Complete step-by-step answer:
Consider the two vectors $i-\lambda +2k$ and $8i+6j-k$. They are at right angles, so $\theta ={90}^{\circ }$.
If the two vectors are assumed as $\overrightarrow{a}$ and $\overrightarrow{b}$ then the dot product denoted as $\overrightarrow{a}\cdot \overrightarrow{b}$ . Suppose these two vectors are separated by angle θ.
The dot product of two product is given as
$\overrightarrow{a}\cdot \overrightarrow{b}=\left|a\right|\left|b\right|\cos \theta$
Substitute $\theta ={90}^{\circ }$ and $\cos {90}^{\circ }=0$.
$\therefore \overrightarrow{a}\cdot \overrightarrow{b}=\left|a\right|\left|b\right|\cos {90}^{\circ }$
$\therefore \overrightarrow{a}\cdot \overrightarrow{b}=0$
Suppose $\overrightarrow{a}=i-\lambda +2k$ and $\overrightarrow{b}=8i+6j-k$ then evaluate $\overrightarrow{a}\cdot \overrightarrow{b}=0$.
$\Rightarrow (i-\lambda +2k)\cdot (8i+6j-k)=0$
Since $i\cdot i=1$, $j\cdot j=1$ and $k\cdot k=1$ we have,
$\Rightarrow 1\times 8-\lambda \times 6+2\times (-1)=0$
$\Rightarrow 8-6\lambda -2=0$
$\Rightarrow 6-6\lambda =0$
$\Rightarrow 6\lambda =6$
$\Rightarrow \lambda =1$

Final Answer: The vector $i-\lambda +2k$ and $8i+6j-k$ are at right angles for $\lambda =1$.

Note:
Remember the difference between dot product and cross product.
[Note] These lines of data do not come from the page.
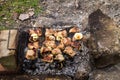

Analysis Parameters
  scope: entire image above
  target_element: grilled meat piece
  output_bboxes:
[35,28,42,36]
[61,37,71,46]
[43,40,56,48]
[57,42,64,50]
[69,27,80,33]
[29,29,42,36]
[55,30,67,37]
[28,28,42,42]
[42,54,53,63]
[52,48,62,55]
[29,33,39,42]
[64,46,76,57]
[46,35,55,41]
[25,50,37,60]
[72,33,83,41]
[56,35,63,41]
[54,54,65,62]
[55,30,67,41]
[60,30,67,37]
[26,27,81,64]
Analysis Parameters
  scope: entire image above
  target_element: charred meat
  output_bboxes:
[54,54,65,62]
[61,37,71,46]
[57,42,64,50]
[42,54,53,63]
[43,40,56,48]
[64,46,76,57]
[26,27,83,63]
[52,48,62,55]
[54,30,67,41]
[69,27,80,33]
[25,50,37,60]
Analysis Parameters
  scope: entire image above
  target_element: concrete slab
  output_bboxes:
[0,30,17,58]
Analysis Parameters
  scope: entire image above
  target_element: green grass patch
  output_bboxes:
[0,0,43,27]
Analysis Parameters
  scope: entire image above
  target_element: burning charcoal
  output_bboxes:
[43,40,56,48]
[42,54,53,63]
[61,37,71,46]
[69,27,80,33]
[54,54,65,62]
[52,48,62,55]
[72,33,83,41]
[25,50,37,60]
[64,46,76,57]
[57,42,64,50]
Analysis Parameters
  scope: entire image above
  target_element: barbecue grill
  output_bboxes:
[2,26,90,80]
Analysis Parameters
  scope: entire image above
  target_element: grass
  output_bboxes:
[0,0,43,30]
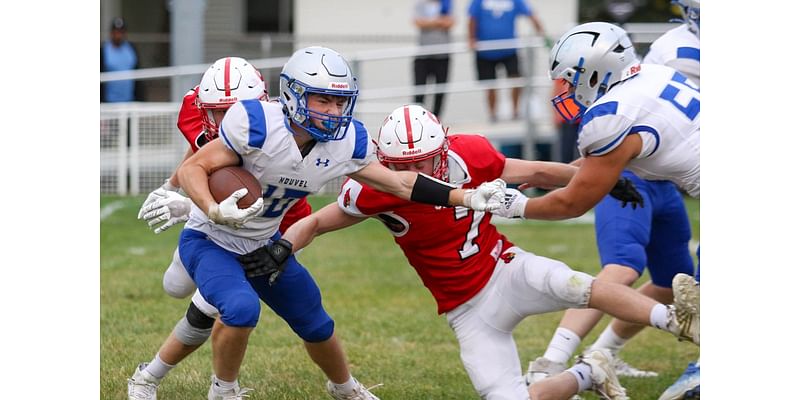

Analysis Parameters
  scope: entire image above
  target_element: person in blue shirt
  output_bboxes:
[413,0,454,117]
[467,0,548,122]
[101,17,142,102]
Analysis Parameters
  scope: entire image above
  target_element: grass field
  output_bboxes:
[101,194,699,399]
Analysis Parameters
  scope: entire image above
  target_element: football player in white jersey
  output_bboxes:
[644,0,700,86]
[489,21,700,399]
[527,3,701,389]
[269,104,701,400]
[166,46,502,400]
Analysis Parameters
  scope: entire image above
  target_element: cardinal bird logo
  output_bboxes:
[499,252,516,264]
[343,188,352,208]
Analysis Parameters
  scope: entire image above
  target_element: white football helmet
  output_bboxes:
[197,57,268,137]
[674,0,700,37]
[377,105,449,181]
[549,22,640,123]
[279,46,358,142]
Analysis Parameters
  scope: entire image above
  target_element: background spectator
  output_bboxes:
[468,0,548,122]
[412,0,454,117]
[101,17,143,102]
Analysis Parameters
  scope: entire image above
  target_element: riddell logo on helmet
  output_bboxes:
[219,97,238,102]
[328,82,350,89]
[402,148,423,156]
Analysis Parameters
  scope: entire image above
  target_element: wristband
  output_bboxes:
[410,174,453,207]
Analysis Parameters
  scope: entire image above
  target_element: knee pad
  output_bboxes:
[163,248,196,298]
[191,290,220,319]
[531,261,593,308]
[186,301,216,329]
[173,315,212,346]
[297,318,334,343]
[218,292,261,328]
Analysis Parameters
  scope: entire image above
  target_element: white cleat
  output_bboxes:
[127,363,160,400]
[577,349,629,400]
[326,378,382,400]
[669,273,700,345]
[526,357,581,400]
[658,362,700,400]
[525,356,567,386]
[611,355,658,378]
[207,375,253,400]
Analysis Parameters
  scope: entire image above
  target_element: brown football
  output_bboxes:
[208,166,262,209]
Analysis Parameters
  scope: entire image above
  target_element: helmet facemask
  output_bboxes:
[281,76,357,142]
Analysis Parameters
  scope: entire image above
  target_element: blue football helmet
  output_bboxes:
[279,46,358,142]
[674,0,700,37]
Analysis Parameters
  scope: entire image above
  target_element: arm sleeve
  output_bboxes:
[338,178,401,217]
[218,100,265,156]
[576,103,635,157]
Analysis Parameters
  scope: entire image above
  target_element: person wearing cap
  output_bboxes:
[101,17,142,102]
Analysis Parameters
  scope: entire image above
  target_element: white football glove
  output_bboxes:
[463,178,507,213]
[490,188,529,219]
[139,190,193,234]
[207,188,265,229]
[138,179,180,220]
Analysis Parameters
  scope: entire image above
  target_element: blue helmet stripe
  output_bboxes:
[351,120,368,159]
[241,99,268,148]
[677,47,700,61]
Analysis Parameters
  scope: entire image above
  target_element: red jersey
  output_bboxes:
[337,134,514,314]
[176,87,312,231]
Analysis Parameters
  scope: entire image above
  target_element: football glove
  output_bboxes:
[610,177,645,209]
[139,189,193,234]
[207,188,264,229]
[489,188,529,219]
[464,179,506,213]
[238,238,293,285]
[137,179,180,220]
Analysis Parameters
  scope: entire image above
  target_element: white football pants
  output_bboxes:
[445,246,594,400]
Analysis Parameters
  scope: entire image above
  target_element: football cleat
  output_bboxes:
[669,273,700,344]
[326,378,382,400]
[577,349,629,400]
[127,363,160,400]
[611,355,658,378]
[525,356,567,386]
[207,375,253,400]
[658,362,700,400]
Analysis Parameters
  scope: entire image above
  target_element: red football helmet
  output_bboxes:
[376,105,449,180]
[196,57,268,138]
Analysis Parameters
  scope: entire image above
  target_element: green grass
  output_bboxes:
[101,195,699,399]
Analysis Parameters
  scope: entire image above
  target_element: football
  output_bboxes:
[208,166,262,209]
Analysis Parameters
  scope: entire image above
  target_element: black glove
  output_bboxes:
[610,177,645,209]
[237,238,293,285]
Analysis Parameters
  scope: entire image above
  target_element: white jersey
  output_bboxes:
[643,24,700,86]
[577,64,700,197]
[186,100,376,254]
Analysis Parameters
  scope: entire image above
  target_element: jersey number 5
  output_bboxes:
[658,72,700,121]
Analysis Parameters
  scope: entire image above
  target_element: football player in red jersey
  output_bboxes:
[128,57,311,399]
[278,105,700,400]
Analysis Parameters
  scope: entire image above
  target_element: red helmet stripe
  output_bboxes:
[403,105,414,149]
[224,57,232,97]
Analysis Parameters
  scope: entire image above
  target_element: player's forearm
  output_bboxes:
[522,188,593,220]
[502,159,577,189]
[281,215,320,254]
[177,162,216,214]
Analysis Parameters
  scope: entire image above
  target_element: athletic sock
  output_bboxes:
[567,362,594,392]
[143,354,174,380]
[589,325,629,356]
[212,376,239,392]
[649,304,669,330]
[543,327,581,364]
[331,376,357,393]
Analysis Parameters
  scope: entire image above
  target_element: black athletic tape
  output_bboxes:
[410,174,453,206]
[185,302,215,329]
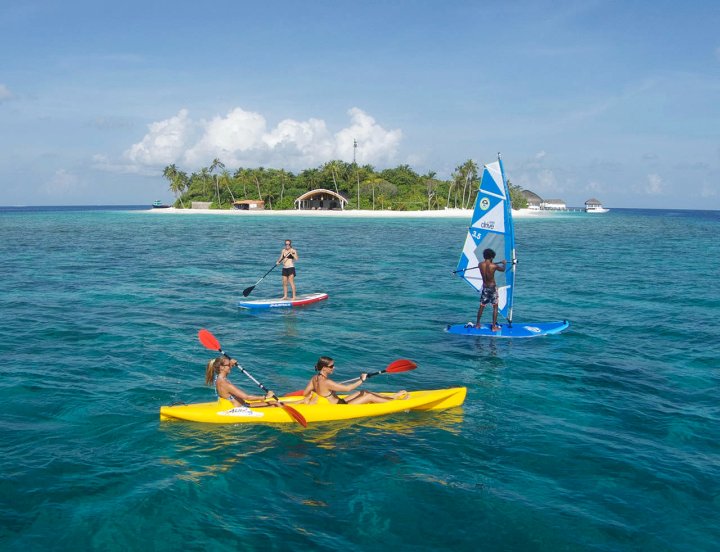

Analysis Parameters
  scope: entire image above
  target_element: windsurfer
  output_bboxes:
[474,248,506,331]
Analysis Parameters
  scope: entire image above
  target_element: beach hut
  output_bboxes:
[541,199,567,210]
[521,190,543,210]
[232,200,265,210]
[294,189,348,210]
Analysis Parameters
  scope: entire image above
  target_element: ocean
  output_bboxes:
[1,206,718,551]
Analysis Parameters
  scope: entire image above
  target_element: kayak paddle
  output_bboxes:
[242,254,291,297]
[198,328,307,427]
[285,358,417,397]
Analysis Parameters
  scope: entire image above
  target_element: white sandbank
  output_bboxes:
[146,207,548,218]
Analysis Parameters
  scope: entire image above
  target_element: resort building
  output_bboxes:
[294,189,348,210]
[521,190,543,210]
[541,199,567,210]
[232,200,265,210]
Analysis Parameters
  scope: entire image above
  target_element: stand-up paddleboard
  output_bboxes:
[447,320,569,338]
[450,154,569,338]
[237,292,328,309]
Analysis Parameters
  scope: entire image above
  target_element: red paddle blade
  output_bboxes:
[285,390,305,397]
[198,329,221,351]
[385,359,417,373]
[281,404,307,427]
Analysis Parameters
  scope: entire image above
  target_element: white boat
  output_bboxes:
[584,198,609,213]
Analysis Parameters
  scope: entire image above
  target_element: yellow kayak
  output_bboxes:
[159,387,466,424]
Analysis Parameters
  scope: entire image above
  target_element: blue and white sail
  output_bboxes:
[455,155,517,323]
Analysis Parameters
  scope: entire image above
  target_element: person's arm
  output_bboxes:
[301,380,314,397]
[290,248,298,261]
[225,381,266,402]
[495,260,507,272]
[326,374,367,393]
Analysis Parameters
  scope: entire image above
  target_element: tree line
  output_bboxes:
[162,158,528,211]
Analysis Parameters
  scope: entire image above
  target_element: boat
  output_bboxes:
[159,387,467,424]
[584,198,609,213]
[152,200,171,209]
[237,292,328,309]
[448,154,569,338]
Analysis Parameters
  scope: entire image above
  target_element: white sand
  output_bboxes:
[147,207,547,218]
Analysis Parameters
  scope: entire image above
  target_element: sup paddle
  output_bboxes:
[285,358,417,397]
[198,329,307,427]
[242,254,291,297]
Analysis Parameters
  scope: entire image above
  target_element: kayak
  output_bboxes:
[237,292,328,309]
[159,387,466,424]
[446,320,570,338]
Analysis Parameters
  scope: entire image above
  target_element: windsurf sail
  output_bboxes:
[454,154,517,324]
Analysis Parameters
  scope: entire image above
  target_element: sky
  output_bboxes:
[1,0,718,209]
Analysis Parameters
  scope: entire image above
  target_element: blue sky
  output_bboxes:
[1,0,718,208]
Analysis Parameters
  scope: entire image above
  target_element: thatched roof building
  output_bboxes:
[294,189,348,210]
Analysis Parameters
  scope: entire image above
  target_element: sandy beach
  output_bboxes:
[147,207,547,218]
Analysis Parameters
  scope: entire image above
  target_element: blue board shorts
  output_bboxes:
[480,286,498,306]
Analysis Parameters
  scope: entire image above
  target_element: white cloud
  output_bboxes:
[120,106,402,171]
[124,109,193,165]
[534,150,547,161]
[645,173,664,195]
[40,169,83,196]
[0,83,14,102]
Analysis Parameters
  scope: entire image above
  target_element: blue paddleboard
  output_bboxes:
[237,292,328,310]
[446,320,569,338]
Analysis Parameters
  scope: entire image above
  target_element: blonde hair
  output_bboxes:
[205,357,224,385]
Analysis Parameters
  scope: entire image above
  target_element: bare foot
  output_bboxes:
[491,325,501,332]
[393,390,409,400]
[280,296,288,300]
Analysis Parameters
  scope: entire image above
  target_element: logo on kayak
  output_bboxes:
[218,407,264,417]
[523,326,541,333]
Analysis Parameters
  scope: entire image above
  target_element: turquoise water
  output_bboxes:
[1,207,718,551]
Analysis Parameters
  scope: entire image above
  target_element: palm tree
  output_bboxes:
[163,164,183,207]
[209,158,225,207]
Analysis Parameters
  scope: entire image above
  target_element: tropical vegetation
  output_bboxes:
[162,159,528,211]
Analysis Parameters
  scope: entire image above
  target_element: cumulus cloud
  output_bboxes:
[121,106,402,171]
[645,173,664,195]
[124,109,193,165]
[40,169,83,196]
[0,84,14,103]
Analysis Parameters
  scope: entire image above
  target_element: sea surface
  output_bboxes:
[1,206,718,551]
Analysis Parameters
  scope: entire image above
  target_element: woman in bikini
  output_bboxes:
[301,356,407,404]
[205,357,275,407]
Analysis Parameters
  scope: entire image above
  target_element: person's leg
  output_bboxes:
[281,275,288,299]
[476,304,485,326]
[491,304,500,331]
[288,273,296,299]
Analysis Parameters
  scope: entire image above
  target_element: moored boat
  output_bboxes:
[584,198,609,213]
[160,387,466,424]
[152,200,171,209]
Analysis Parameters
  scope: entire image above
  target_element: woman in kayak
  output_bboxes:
[302,356,407,404]
[205,357,275,407]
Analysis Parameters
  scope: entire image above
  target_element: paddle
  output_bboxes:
[198,329,307,427]
[284,358,417,397]
[242,254,291,297]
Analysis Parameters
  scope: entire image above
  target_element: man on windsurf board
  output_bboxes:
[472,248,506,331]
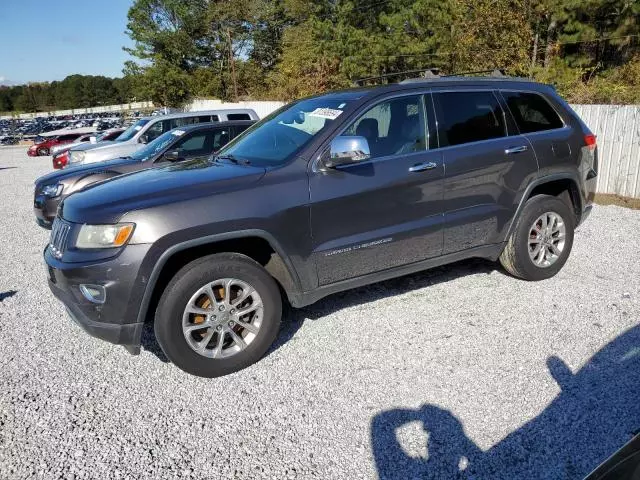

The dot product of two vectors $A$ and $B$ is represented as: $A\cdot B=\left|A\right|\left|B\right|\cos \theta$, where $\left|A\right|$ and $\left|B\right|$ are the magnitude of the vectors.
The cross product of two vectors $A$ and $B$ is represented as: $A\times B=\left|A\right|\left|B\right|\sin \theta$, where$\left|A\right|$ and $\left|B\right|$ are the magnitude of the vectors.
Magnitude of the vector$A=ai+bj+ck$ :
$\left|A\right|=\sqrt{a^2+b^2+c^2}$